The Profile of Mood States (POMS) questionnaire, according to McNair et al. [37], was used to assess the Profile of Mood States at each study visit and was carried out prior to the ergometer cycling test. The test includes 65 mood-related adjectives, which are rated on a 5-point Likert scale, ranging from 0 (not at all) to 4 (extremely) in response to the question “How are you feeling right now”. Six sub-scores can be derived from the test (vigor, tension, depression, anger, fatigue, and confusion), as well as a total mood score. The results are presented as T scores.

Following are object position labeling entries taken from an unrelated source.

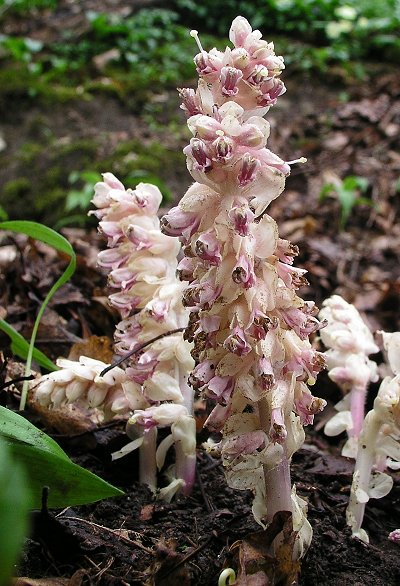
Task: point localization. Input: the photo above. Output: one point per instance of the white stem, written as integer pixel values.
(362, 471)
(278, 487)
(357, 408)
(147, 459)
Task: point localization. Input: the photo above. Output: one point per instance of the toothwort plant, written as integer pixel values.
(378, 444)
(350, 342)
(153, 388)
(249, 327)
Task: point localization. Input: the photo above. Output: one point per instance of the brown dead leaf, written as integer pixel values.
(75, 580)
(146, 513)
(168, 568)
(69, 420)
(255, 559)
(97, 347)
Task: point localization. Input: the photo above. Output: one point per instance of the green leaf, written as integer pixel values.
(15, 502)
(16, 427)
(20, 347)
(68, 483)
(52, 238)
(48, 465)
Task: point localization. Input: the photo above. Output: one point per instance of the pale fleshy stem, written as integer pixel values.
(185, 459)
(185, 467)
(147, 459)
(278, 486)
(362, 471)
(357, 408)
(186, 390)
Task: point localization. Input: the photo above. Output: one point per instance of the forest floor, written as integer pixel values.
(346, 129)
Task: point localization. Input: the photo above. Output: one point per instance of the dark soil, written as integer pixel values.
(345, 128)
(134, 540)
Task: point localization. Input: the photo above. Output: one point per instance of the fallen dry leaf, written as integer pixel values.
(97, 347)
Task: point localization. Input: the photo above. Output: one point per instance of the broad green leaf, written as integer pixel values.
(20, 347)
(16, 427)
(52, 238)
(15, 502)
(68, 483)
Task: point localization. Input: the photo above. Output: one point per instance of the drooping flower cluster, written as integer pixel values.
(350, 342)
(142, 263)
(378, 443)
(80, 382)
(249, 327)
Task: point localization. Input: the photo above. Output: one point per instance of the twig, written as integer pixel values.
(113, 531)
(138, 349)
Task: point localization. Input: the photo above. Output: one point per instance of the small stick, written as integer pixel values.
(138, 349)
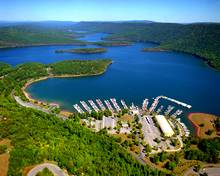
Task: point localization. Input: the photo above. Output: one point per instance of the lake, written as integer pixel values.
(133, 76)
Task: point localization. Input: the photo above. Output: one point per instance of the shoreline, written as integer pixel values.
(38, 102)
(198, 132)
(44, 44)
(196, 127)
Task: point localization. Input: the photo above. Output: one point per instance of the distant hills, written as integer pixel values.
(200, 39)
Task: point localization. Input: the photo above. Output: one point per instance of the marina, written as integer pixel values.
(115, 104)
(85, 106)
(109, 105)
(96, 109)
(124, 104)
(99, 102)
(78, 109)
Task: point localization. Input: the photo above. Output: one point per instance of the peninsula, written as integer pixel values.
(83, 50)
(154, 49)
(112, 43)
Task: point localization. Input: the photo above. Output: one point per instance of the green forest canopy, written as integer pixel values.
(37, 136)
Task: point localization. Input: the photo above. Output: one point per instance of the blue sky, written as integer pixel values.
(183, 11)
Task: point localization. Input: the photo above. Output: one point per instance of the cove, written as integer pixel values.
(133, 76)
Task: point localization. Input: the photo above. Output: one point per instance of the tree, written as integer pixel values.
(3, 149)
(170, 165)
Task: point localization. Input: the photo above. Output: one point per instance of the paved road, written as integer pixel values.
(52, 167)
(211, 171)
(33, 106)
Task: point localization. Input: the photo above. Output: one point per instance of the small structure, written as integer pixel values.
(134, 110)
(109, 122)
(164, 125)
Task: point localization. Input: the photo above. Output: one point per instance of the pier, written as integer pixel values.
(85, 106)
(145, 103)
(109, 105)
(177, 113)
(115, 104)
(124, 104)
(99, 102)
(96, 109)
(169, 109)
(159, 109)
(78, 109)
(177, 102)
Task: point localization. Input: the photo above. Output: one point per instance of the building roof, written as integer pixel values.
(164, 125)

2.9. Safety and Gastrointestinal (GI) Well-Being

Safety was assessed by the recording of adverse events at each study visit, both via discussion with the subject as well as through interpretation of the results from the general health questionnaire and a study diary. Gastrointestinal (GI) wellbeing was evaluated, according to Guyonnet et al. [38]. The subjects were asked to rate their wellbeing/comfort, using a 3-point Likert scale (improved, unchanged, worse) by answering the following question: “How do you consider your GI wellbeing (intestinal transit, stool frequency and consistency, abdominal pain/discomfort, bloating, flatulence/passage of gas, borborygmi/rumbling stomach) in the past 7 days, compared to the period before beginning the consumption of the study product?”. The subject rated their GI wellbeing after 4, 8, and 12 weeks of intake of the study product.

2.10. Statistical Methods

In this exploratory study, we aimed to include a total of 40 eligible subjects. The Wilcoxon signed-rank test was used when evaluating change over time within each group, and the Wilcoxon rank-sum test was used when evaluating differences between groups. Fisher’s exact test was used for evaluation of the prevalence of upper respiratory tract infections (URTI) between the two groups. All reported p-values were two-sided and nominal, i.e., not adjusted for multiple testing. Statistical analyses were carried out by an independent biostatistician using Microsoft Excel 2016 (Microsoft Office) and StatXact version 11.1.0 (Cytel Software Corporation, Cambridge, MA, USA). The main analyses set consisted of all subjects with no major protocol deviations and compliance above 80% for each four-week period (per-protocol population). If nothing else was stated, the reported data were from the per-protocol population.

3. Results

3.1. Subject Disposition and Baseline Characteristics

In total, 365 subjects were screened for eligibility. Fifty-three (53) females fulfilled all inclusion criteria and none of the exclusion criteria and were randomized. During the intervention, 14 subjects were excluded or withdrew their consent. The subject disposition is presented in Figure 1. No eligible male subjects were found in the screening process, and, therefore, only female subjects were included in the study. There were no differences in average training volume, age, body weight, or BMI between the groups at the start of the intervention. The mean age was 22 years, and the mean average training time per week prior to the start of the study was 8 h per week (Table 1).

Figure 1

Study flow chart. CtrlFe denotes the group receiving 20 mg of iron alone; LpFe denotes the group receiving 20 mg of iron together with Lactobacillus plantarum 299v. The numbers in the lower boxes correspond to the number of subjects at each study visit.

Table 1

Baseline characteristics.

Variables	CtrlFe	LpFe
n	23	19
Age (years; SD)	21.6 (6.0)	22.3 (3.5)
Height (cm; SD)	171 (6)	169 (5)
Body weight (kg; SD)	67 (7)	66 (6)
BMI (kg/m2; SD)	22.9 (1.8)	23.3 (2.5)
Average training hours per week (SD) *	7.6 (2.0)	8.2 (2.0)
VO2max mL × kg−1 × min−1	2.8 (0.3)	2.9 (0.3)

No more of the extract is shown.